This article will present some of the most common mistakes in statistics when applied in real world application.
Mistakes vs Errors
First I would like to distinguish between statistical errors and mistakes.
- An error is a more technical terms that describes the difference between the actual value and expected value. It’s a natural consequence of the process itself, whether it’s noise in the data, the model, or the process. Ex: type I and type II errors.
- A mistake is usually the result of doing something wrong in the process (by a human). It can be avoided typically by improving carefulness.
Data Collection/Processing
- You accidentally mixed the label of some data.
- As a mistake: you used the “M” as male for the gender column but assumed anything is female. In reality, there might be other categories for transgender or maybe “m” is also used as male.
- As an error: in a sentiment analysis setting, what is labeled as a positive sentiment might not be consistent with another person’s bias.
- You did not read the documentation of the data set calculate and misunderstood the meaning of certain features. This can happen when working with new/unfamiliar data set.
- You accidentally included certain features that might have “leaked” label information into the feature unintentionally. This is quite a big problem and might be undetected depending how serious it is. For example, if you are trying to predict the nationality of a person from his behavior but you accidentally included the name of the person in the data set.
- Your data pipeline could have very subtle bugs, especially when you need to reconstruct all your features from multiple data source. Maintaining the data consistency between multiple data source is quite tricky. For example, you might have a log file for transaction with customer id, in which you can join the customer id against a customer table to get the customer address. Think about the case when the customer address is updated and you need to rejoin the data again. You might be changing some features without knowing.
- You did not look out for bias in the data set. For example, a survival bias is when you pull the data from stocks that is on the market today to predict stock prices but ignore the fact that those that went bankrupted were not even in the training data.
- You failed to collect the complete data.
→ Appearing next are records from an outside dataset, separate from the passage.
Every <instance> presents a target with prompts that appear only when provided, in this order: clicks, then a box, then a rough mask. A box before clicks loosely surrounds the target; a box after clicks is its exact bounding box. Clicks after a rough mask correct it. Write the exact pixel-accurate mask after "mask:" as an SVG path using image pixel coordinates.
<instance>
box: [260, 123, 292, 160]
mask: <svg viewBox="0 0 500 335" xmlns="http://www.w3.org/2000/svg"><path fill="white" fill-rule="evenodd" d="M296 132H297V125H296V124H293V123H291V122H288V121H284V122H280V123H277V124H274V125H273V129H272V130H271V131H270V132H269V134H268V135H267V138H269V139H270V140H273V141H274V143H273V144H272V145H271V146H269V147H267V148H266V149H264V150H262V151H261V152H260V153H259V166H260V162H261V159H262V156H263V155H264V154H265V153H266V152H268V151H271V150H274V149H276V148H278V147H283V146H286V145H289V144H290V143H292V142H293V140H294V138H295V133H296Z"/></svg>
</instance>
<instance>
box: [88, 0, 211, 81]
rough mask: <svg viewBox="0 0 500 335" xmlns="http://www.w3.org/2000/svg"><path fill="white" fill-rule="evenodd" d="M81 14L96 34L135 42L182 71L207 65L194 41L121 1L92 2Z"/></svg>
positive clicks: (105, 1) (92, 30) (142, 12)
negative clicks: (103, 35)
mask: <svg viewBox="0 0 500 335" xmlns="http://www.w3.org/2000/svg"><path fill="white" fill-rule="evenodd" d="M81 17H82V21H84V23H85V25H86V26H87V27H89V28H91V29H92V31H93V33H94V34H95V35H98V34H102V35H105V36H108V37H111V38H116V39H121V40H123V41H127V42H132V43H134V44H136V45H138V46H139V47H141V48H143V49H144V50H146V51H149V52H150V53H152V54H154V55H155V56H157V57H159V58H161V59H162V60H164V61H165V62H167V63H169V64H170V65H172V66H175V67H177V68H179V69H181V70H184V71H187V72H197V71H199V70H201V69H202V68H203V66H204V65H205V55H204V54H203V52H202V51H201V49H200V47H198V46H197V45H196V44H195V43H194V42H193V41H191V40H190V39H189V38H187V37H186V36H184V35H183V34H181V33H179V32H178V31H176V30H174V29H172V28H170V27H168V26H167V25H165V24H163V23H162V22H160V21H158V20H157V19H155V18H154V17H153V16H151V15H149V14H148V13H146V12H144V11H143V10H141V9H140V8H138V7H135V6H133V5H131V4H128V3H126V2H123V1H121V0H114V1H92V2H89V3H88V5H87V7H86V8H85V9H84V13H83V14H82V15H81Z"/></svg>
For example, you train a model that can predict 10 different cat breeds from classifying images of cat. However, after the model is deployed, you found that the accuracy is much lower than training because the users submitted many cat breeds that are outside of the 10 that you trained on.
Modeling
- You did not split the data into training, valid, and test data sets. The validation set is used for hyper-parameter testing. A test set is critical in identifying overfitting/underfitting.
- You did not evaluate the model with the right metric. For example, in class imbalanced data set, you have used accuracy instead of more robust metrics such as confusion matrix, F1-score, ROC AUC, etc.
- You jumped straight to a complex deep learning model without examining simpler based line model first. You might waste a lot time going in the wrong direction if you don’t start with simple model.
- Sometime even a rule based model might be better than using any statistical model if you factor in the all the costs.
- You jumped straight to “your favorite model” but did not explore all the possible model. Often, there are better approaches out there in the field.
- You used the most fancy model for the sake of showing off the latest technology.
- You did not solve the underlying business problem for the user. This can be associated with times when the metrics that you set to optimize/track are not a proxy to the user’s success.
Deployment
- You did not check for training and serving skew. There is a good chance that the data you collected to use in the training environment does not have the same distribution as the data in the production. There can be a few reasons:
- Data drift over time – the training data was collected a while back and the label distribution has shifted
- There are multiple data source and that might be represented in the same proportion in production
- The model code that is used in training might not be the same as the model code used in production
- One example might be that your training code is in python while the production code is in C++/Java
Conclusion
I might have only listed a small set of mistakes and errors but I would say the key to always keep a doubtful mind. I know I have made many common mistakes in statistics, so I look for ways that can challenge the result.